Lisa, in other words, is not unique or unusual, but she's received a great deal of attention in the last month. You see, husband and wife team Emma G. Keller and Bill Keller had an international go at her; Emma in "The Guardian" and Bill in "The New York Times." Emma felt uncomfortable that Lisa was sharing her death with the world, since evidently she has trouble finding the "unfollow" button. Bill just wanted her to shut up and die already.
A controversy, predictably, raged. Numerous people rose in Lisa's defense, including Xeni Jardin, who shared the experience of her own cancer diagnosis and treatment on social media. Keller doubled down on his column and in defense of his wife. "The Guardian" later took down Emma's piece as it violated journalistic ethics by quoting private correspondence without consent. The Internets, as they are wont to do, exploded.
But I found myself stuck in this strange place, as someone reading the situation. I asked myself why it was that celebrity deaths are hungrily and eagerly consumed by the public -- and why this is deemed socially acceptable and in fact actively promoted by the very same publications that attack people like Lisa -- but ordinary people are expected to die quietly and silently off in a hole somewhere.
Celebrity meltdowns, trips to rehab, and downhill slides are the stuff of headlines and fascination, with people clinging to every word, constantly frustrated in their quest for more. They want every last detail, and they want celebrities flayed for their consumption, regardless as to whether it's healthy for people to be living such exposed, intense lives when they're dealing with mental health issues, substance abuse problems, or other potential medical events.
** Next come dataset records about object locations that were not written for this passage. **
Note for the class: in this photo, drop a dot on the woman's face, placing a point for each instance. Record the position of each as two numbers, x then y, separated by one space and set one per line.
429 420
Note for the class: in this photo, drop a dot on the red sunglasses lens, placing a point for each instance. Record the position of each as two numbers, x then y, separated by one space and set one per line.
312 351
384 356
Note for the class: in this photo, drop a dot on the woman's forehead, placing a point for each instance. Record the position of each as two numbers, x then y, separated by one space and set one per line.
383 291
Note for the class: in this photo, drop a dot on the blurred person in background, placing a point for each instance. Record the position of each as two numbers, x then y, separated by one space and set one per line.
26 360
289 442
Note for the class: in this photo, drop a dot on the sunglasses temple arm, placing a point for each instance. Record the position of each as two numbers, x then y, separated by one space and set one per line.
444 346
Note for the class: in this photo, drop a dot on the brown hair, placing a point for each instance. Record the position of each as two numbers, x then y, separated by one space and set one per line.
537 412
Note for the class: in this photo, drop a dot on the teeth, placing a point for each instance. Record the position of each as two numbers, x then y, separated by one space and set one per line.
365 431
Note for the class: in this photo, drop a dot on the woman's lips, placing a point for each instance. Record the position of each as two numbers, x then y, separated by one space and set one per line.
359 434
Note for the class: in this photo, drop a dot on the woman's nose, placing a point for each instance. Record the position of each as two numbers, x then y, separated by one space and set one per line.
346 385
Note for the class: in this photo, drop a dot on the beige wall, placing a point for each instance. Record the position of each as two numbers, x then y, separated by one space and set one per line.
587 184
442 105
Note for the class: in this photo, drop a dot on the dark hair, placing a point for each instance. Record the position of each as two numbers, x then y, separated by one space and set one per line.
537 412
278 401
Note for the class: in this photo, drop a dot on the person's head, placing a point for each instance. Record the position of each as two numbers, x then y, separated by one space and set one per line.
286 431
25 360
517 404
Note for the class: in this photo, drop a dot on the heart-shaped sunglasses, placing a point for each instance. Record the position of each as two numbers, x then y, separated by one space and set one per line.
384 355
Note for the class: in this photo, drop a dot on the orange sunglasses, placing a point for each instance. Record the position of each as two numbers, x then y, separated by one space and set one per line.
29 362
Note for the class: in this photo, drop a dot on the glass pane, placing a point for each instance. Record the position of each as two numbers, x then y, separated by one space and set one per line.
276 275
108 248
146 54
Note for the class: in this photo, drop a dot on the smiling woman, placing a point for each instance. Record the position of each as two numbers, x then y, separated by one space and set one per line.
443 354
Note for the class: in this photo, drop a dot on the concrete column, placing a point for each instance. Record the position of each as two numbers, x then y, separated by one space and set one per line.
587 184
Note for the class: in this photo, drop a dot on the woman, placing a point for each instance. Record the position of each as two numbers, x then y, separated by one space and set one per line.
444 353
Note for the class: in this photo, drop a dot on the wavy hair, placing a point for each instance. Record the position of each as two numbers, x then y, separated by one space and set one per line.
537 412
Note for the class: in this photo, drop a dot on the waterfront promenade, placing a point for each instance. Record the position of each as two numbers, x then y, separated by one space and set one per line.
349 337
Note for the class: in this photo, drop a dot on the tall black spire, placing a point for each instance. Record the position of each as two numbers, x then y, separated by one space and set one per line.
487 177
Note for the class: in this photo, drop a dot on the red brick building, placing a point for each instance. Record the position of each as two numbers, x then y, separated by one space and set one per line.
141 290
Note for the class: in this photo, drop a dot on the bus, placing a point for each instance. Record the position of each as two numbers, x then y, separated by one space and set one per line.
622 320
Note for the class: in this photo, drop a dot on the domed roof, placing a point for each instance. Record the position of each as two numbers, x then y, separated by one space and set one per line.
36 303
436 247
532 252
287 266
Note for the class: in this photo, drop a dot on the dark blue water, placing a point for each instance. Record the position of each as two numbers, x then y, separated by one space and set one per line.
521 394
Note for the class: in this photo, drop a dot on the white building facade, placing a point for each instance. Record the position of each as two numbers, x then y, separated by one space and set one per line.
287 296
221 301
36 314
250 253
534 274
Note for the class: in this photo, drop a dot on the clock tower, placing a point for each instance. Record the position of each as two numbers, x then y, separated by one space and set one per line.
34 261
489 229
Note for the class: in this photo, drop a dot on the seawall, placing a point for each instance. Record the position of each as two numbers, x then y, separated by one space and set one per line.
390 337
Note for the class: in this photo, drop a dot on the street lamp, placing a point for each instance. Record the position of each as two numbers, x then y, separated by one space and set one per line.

Yet, when someone who isn't a celebrity is willing to share the intimate details of her death with the world, it appears that some of the world, at least, wants her to shut up.
Death is ugly. It can be drawn out and nasty and filthy and depressing. It's also very isolating, for celebrities and ordinary people alike. Patients who choose to share their deaths with the world are creating a human connection, and they're reminding the world that death happens, and that it comes in many different forms.
Lisa is understandably furious at being told how to die, as well she should be. But the fact that people think it's appropriate to comment on how she's choosing to confront death is a testimony to the double standard this society holds for celebrities and "the rest." Why is a celebrity's path toward serious health problems or death something to take macabre delight in, while a woman discussing the ordinary and often very mundane facts of death is someone to shut down?